Wall Street juga terlihat kurang bergairah, bisa jadi karena jelang libur Thanksgiving. Volume perdagangan 'hanya' 6,47 miliar unit saham, cukup jauh di bawah rata-rata 20 hari terakhir yaitu 8,49 miliar. 

Sentimen positif bagi Wall Street adalah sepertinya mulai terbuka kemungkinan The Federal Reserve/The Fed untuk menunda kenaikan suku bunga acuan. Sebab, data ekonomi di AS ternyata belum terlalu kuat. 

Klaim tunjangan pengangguran naik 3.000 menjadi 224.000 pada pekan lalu.
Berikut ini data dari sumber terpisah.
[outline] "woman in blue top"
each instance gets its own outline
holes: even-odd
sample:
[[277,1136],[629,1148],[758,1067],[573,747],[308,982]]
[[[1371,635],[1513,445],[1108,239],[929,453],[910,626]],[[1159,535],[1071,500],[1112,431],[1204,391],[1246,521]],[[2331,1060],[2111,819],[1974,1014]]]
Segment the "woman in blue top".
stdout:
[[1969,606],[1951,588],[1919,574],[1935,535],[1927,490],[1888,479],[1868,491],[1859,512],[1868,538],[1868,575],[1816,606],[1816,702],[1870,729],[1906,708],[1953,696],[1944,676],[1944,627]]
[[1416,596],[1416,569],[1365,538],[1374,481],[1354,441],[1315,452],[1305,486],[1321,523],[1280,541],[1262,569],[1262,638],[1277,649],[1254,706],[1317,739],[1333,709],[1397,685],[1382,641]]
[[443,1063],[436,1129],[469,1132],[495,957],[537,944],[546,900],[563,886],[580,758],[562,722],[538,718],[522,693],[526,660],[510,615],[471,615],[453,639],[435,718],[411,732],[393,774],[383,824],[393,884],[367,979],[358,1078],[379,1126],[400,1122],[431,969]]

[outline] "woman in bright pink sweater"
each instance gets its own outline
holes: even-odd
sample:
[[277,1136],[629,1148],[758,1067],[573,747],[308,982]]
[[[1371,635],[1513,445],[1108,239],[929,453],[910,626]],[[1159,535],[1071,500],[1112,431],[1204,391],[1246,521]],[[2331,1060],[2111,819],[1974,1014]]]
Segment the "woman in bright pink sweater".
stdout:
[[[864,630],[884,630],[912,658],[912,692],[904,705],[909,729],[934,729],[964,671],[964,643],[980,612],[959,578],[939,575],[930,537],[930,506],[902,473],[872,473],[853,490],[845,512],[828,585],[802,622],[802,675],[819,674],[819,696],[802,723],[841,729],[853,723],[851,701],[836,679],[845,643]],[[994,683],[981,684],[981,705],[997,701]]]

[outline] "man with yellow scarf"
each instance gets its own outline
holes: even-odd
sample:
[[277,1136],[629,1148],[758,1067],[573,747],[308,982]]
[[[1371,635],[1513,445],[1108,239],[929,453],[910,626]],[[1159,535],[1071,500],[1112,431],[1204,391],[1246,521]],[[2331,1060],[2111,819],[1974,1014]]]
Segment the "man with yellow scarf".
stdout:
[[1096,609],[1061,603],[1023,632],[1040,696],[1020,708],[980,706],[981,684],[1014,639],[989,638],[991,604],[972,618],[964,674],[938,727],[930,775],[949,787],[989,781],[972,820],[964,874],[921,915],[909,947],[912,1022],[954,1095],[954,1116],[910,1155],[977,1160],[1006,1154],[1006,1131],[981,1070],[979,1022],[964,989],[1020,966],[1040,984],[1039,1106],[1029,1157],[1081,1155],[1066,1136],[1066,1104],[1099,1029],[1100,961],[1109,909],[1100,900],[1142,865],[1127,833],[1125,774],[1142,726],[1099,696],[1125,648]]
Capaian itu lebih tinggi dari estimasi pasar yang meramalkan penurunan ke angka 215.000. 

Kemudian, pemesanan barang tahan lama inti non-pertahanan (mengeluarkan komponen pesawat) periode Oktober 2018 tidak mengalami perubahan. Lebih rendah dari konsensus Reuters yang mengekspektasikan pertumbuhan sebesar 0,2% secara bulanan (month-to-month/MtM). Sementara itu, data September direvisi ke bawah menjadi minus 0,5%, dari sebelumnya minus 0,1%.  
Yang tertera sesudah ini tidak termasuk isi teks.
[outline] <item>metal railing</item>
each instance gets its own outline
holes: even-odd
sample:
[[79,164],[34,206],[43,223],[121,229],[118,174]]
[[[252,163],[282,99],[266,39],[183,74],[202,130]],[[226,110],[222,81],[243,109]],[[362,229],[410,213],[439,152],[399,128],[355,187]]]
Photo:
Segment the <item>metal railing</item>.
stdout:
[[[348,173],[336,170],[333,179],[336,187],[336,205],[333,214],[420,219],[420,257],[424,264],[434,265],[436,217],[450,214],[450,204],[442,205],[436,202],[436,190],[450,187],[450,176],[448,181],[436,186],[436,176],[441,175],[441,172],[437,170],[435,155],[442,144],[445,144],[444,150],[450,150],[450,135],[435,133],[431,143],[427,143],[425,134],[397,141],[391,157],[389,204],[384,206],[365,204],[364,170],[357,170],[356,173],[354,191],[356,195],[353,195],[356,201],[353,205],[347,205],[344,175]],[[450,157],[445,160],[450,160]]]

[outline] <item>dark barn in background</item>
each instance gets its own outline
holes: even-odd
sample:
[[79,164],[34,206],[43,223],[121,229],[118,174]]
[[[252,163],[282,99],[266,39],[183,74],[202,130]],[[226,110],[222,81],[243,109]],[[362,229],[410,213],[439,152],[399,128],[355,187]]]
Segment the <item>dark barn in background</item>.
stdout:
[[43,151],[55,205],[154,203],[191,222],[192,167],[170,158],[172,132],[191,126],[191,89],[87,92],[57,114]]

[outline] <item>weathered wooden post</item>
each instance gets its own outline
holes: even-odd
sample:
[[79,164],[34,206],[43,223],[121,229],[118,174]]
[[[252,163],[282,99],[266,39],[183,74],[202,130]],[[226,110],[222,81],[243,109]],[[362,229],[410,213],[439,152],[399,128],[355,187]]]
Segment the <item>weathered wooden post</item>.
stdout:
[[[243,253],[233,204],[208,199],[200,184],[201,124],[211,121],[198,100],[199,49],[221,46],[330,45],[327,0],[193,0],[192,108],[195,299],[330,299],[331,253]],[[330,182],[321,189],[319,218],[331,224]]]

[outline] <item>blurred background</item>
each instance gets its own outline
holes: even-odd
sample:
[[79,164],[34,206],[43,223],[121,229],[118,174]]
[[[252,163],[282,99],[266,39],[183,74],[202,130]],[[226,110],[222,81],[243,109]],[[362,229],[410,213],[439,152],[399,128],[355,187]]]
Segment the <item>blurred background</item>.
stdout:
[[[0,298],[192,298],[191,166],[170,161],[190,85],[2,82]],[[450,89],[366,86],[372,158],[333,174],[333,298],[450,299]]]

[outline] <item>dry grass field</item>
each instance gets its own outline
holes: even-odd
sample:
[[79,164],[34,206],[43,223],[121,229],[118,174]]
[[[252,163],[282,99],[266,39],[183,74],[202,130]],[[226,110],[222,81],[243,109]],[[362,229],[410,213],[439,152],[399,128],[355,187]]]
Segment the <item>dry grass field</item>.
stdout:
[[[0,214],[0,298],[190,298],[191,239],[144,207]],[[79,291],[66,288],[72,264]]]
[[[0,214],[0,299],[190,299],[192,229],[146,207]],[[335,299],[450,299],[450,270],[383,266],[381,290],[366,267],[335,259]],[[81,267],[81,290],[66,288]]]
"Investor mungkin berhenti sebentar dan bertanya-tanya. Hei, bagaimana kalau The Fed tidak menaikkan suku bunga? Dalam situasi perdagangan yang sepi, pemikiran seperti ini sangat mempengatuhi pasar," kata Chad Morganlander, Senior Portfolio Manager di Washington Crossing Advisors yang berbasis di New Jersey, mengutip Reuters. 

Menurut CME Fedwatch, probabilitas kenaikan Federal Funds Rate sebesar 25 basis poin (bps) dalam rapat The Fed 19 Desember adalah 72,3%. Turun dibandingkan posisi sebulan lalu yang masih 78,4%. 

Saham adalah instrumen yang tidak bisa bekerja optimal dalam lingkungan suku bunga tinggi. Saat suku bunga tinggi, maka biaya korporasi akan membengkak dan menggerus laba. Akibatnya, kinerja saham pun menjadi kurang ciamik. 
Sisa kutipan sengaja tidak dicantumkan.